Michelle Cacho-Negrete’s essays gather her readers around in a warm circle while she tells stories of doing the best we can in horrible situations in which the answer is clear, but not to those who can make a change. She writes of meeting women fortunate enough to have never worried about how they spend their money. And she writes of the part of her, while now financially comfortable, who can only wonder why someone needs more than one expensive hand bag or more than two designer sweaters. Because she knows the pain of complete lack, Cacho-Negrete lives in the world of thrift stores and only buying what she absolutely needs. It is unfathomable to her to buy more.
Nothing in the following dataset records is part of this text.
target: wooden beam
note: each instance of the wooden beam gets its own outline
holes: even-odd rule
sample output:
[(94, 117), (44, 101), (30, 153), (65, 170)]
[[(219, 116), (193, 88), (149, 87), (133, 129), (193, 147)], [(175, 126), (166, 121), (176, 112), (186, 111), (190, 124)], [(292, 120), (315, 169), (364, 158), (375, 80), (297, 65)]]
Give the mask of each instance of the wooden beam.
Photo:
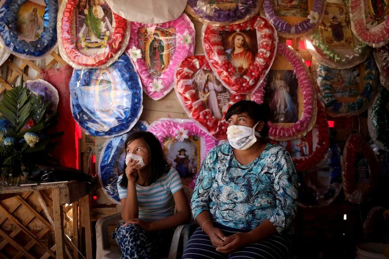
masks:
[(28, 251), (26, 251), (23, 246), (19, 245), (18, 243), (17, 242), (15, 241), (13, 239), (9, 237), (4, 231), (2, 231), (2, 229), (0, 229), (0, 236), (1, 236), (3, 239), (6, 240), (11, 245), (12, 245), (14, 247), (16, 248), (17, 249), (18, 249), (19, 251), (23, 253), (24, 255), (24, 256), (27, 257), (27, 258), (30, 258), (31, 259), (35, 259), (35, 257), (33, 256)]
[(59, 190), (57, 188), (53, 190), (53, 209), (57, 258), (63, 259), (65, 247), (63, 212), (62, 206), (60, 203)]

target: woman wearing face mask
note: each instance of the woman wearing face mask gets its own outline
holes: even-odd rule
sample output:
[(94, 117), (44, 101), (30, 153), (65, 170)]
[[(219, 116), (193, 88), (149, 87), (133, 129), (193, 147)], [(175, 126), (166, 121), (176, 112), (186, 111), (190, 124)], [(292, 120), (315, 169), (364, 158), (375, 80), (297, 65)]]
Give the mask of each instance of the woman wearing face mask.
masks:
[(122, 250), (122, 259), (167, 254), (173, 228), (191, 218), (181, 179), (163, 158), (159, 141), (152, 133), (132, 133), (125, 148), (126, 166), (118, 179), (124, 223), (116, 228), (112, 238)]
[(297, 208), (296, 171), (287, 152), (266, 142), (267, 104), (232, 105), (228, 143), (204, 160), (191, 200), (200, 226), (183, 258), (287, 258)]

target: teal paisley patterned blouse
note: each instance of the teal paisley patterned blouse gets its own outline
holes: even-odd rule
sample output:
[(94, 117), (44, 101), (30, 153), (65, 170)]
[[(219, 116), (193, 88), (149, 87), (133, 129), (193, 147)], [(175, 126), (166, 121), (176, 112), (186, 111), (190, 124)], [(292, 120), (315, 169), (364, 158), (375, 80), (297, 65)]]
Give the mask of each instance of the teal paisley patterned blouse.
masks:
[(267, 144), (248, 165), (235, 159), (226, 143), (210, 151), (191, 200), (194, 219), (209, 210), (214, 222), (250, 230), (268, 219), (280, 234), (293, 232), (297, 208), (297, 175), (289, 153)]

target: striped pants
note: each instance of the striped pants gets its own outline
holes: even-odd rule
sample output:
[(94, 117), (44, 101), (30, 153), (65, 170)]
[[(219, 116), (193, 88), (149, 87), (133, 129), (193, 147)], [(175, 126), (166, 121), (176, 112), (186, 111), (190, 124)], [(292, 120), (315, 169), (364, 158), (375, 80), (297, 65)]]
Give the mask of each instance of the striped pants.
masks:
[[(214, 224), (215, 227), (220, 228), (226, 236), (235, 233), (245, 232), (217, 223)], [(291, 244), (290, 241), (288, 239), (283, 238), (278, 234), (274, 234), (243, 247), (230, 255), (226, 255), (216, 251), (216, 247), (212, 245), (208, 236), (201, 230), (201, 227), (198, 227), (188, 242), (182, 259), (284, 259), (288, 258)]]

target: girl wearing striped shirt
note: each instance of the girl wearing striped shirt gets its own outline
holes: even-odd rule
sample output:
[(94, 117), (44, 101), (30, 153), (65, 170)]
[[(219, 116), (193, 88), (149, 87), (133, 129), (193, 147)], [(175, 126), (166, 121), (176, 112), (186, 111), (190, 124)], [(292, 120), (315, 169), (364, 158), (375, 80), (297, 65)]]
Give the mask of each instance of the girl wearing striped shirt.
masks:
[(163, 255), (168, 252), (174, 228), (191, 219), (181, 179), (163, 158), (159, 141), (152, 133), (132, 133), (125, 147), (126, 166), (118, 179), (124, 223), (112, 237), (122, 259)]

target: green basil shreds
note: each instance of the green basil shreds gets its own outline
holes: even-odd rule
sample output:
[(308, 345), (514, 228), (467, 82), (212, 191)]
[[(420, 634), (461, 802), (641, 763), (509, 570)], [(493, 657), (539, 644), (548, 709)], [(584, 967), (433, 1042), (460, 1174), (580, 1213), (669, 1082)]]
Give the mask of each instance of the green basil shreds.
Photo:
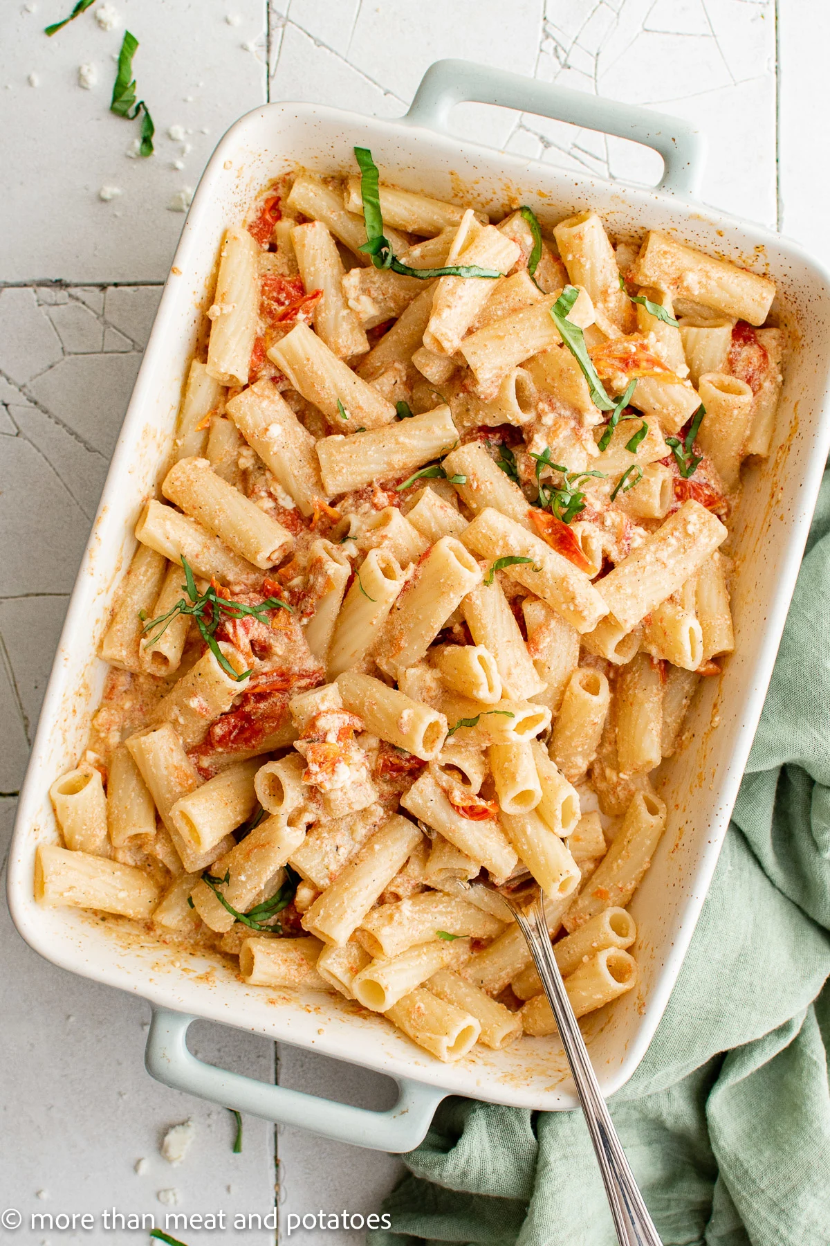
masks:
[(541, 229), (536, 219), (536, 213), (533, 208), (521, 207), (519, 212), (524, 221), (530, 226), (530, 233), (533, 234), (533, 250), (528, 257), (528, 275), (533, 279), (533, 284), (536, 289), (541, 289), (539, 282), (536, 280), (536, 268), (539, 267), (539, 260), (541, 259)]
[(153, 118), (151, 117), (144, 101), (136, 100), (133, 56), (136, 55), (137, 49), (138, 40), (134, 35), (131, 35), (129, 31), (126, 30), (123, 42), (121, 45), (121, 52), (118, 54), (118, 72), (112, 87), (110, 112), (114, 112), (118, 117), (126, 117), (128, 121), (134, 121), (141, 113), (141, 145), (138, 147), (138, 155), (152, 156), (156, 126), (153, 125)]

Her journey moves to Brooklyn to Maine, where she and her second husband live a good, comfortable life. But because life is life, and nothing is ever always easy, her husband winds up in the hospital with an idiopathic condition. (The irony that the word for an unknown illness has the same first letters as idiot is not lost on me.)
Here, in “Days and Days and Days Inbetween” is the story of a different kind of pain and anxiety, told with compassion. But the longing for a diagnosis, an answer to “will he be all right” is just beneath the surface. How can it not be? In the end, yes he is all right.
While many of Michelle Cacho-Negrete’s essays resonated on a deeply emotional level with me, this did not take away from being enraptured by her story-telling ability. Eloquent, warm, matter-of-fact, and the near perfect telling of a life of adventure. Struggles overcome, an understanding of how far she’d moved from those fire escapes in Brooklyn, and a modest bit of triumphalism are what make Stealing: Life in America worth reading.